Although a substantial proportion of peritoneal diffuse malignant mesotheliomas have been shown to behave indolently unlike their pleural counterparts, these tumors are still lethal with 60% of patients dying of the disease in the first 4 years after diagnosis, according to the largest series reported to date by Kerrigan et al.14 Furthermore, one cannot necessarily equate the behavior of diffuse peritoneal malignant mesotheliomas in women with tunica vaginalis mesotheliomas in men. Malignant mesothelioma of the tunica vaginalis is reported to carry a mean disease-specific survival ranging from 26 to 36 months in comparison with 6 to 12 months for pleural mesothelioma.32, 33, 34 Of our five patients with follow-up information over 1 year, patients were alive at 2, 3 and 9 years, and died of unknown causes at 5 and 47 years, suggesting that these lesions behave more indolently than typical malignant mesotheliomas of the tunica vaginalis. If these cases were diffuse malignant mesotheliomas, one would have expected at least some of the patients to have died of disease within a couple of years after diagnosis. However, detailed and long-term follow-up on these cases was not sufficiently available to reach definitive conclusions on the true biological behavior of these tumors.
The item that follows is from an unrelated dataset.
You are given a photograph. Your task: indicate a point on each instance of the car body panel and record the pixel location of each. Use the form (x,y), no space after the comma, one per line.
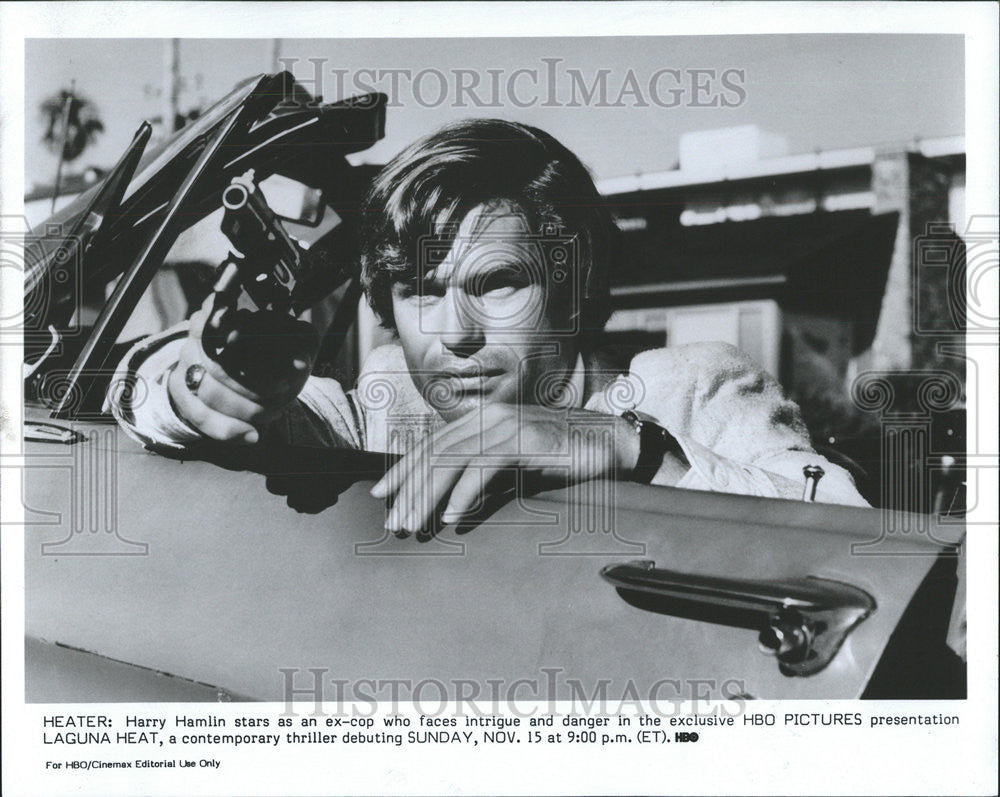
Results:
(212,578)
We propose restricting the term ‘well-differentiated papillary mesothelioma’ in the paratesticular region to those localized tumors that show an exclusive papillary architecture in which the papillae are lined by a single layer of bland cuboidal cells. Cases from the current series represent a morphological continuum between classic well-differentiated papillary mesothelioma and diffuse malignant mesothelioma. Although the evidence suggests that these lesions should not be labeled as diffuse malignant mesothelioma on the basis of immunohistochemical and follow-up data, we do not believe that there are sufficient data in the literature or in the current series to recommend labeling of those tumors as well-differentiated papillary mesothelioma. If additional data become available showing that a minority of these cases is associated with more aggressive behavior, then the term ‘mesothelioma of low malignant potential’ could be applied. However, on the basis of the current data, we propose that tunica vaginalis mesotheliomas, which are more complex than the classic well-differentiated papillary mesotheliomas, and are yet not overtly histologically malignant, be classified as mesotheliomas of uncertain malignant potential.